We were always loved but there was never much money to go around. There was always food in the house but the only way to afford any luxuries (new clothes, trainers etc.) were to work for them myself.

It wasn't a bad childhood but on reflection I think I spent far too much of my early teenage years raising myself. There was simultaneously both too much freedom and also too much responsibility. I was drinking in the park or at house parties with my mates by 13 years old and I can't imagine letting my kids do the same thing when they are that age.

By 16 I had basically moved in with my girlfriend who was from a very traditional nuclear family. I would rarely go "home" as I found it to be so chaotic and if I was home then there would be so much expected of me. Any conversation I would have with my parents would descend into an argument as I was being treated far older than my years and not being allowed to be a child.

At 18 I rented my first house and haven't really been home since.

I now have two sons of my own and my parents have no contact with them. I still see my siblings who have a very loving relationship with my parents but I have no connection to them. I still live in the same relatively small town as both my parents and see them from time to time but I have no desire to pursue a relationship with them.

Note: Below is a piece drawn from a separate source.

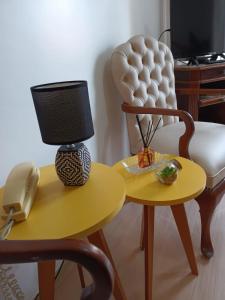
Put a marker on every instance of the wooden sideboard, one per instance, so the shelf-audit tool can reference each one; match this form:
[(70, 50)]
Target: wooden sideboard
[(201, 105)]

Ultimately I find it difficult to square my childhood. I know that I had a much better childhood than so many people. I was loved and never really beaten or abused but I also missed out on a lot of the things that my friends (and now my own kids) take for granted. Holidays and days out at the weekend were not really a thing for me growing up. If I wanted "nice" clothes or trainers then I had to work to earn the money to pay for these things myself, nothing was given. My childhood was nothing compared to the stories that you hear of kids growing up in the 60s or 70s, I was never really cold or hungry and I would get the odd slap but was never really beaten. But relative to my peers I think I missed out on a lot and I am determined to make sure that my kids don't feel the same way when they are grown.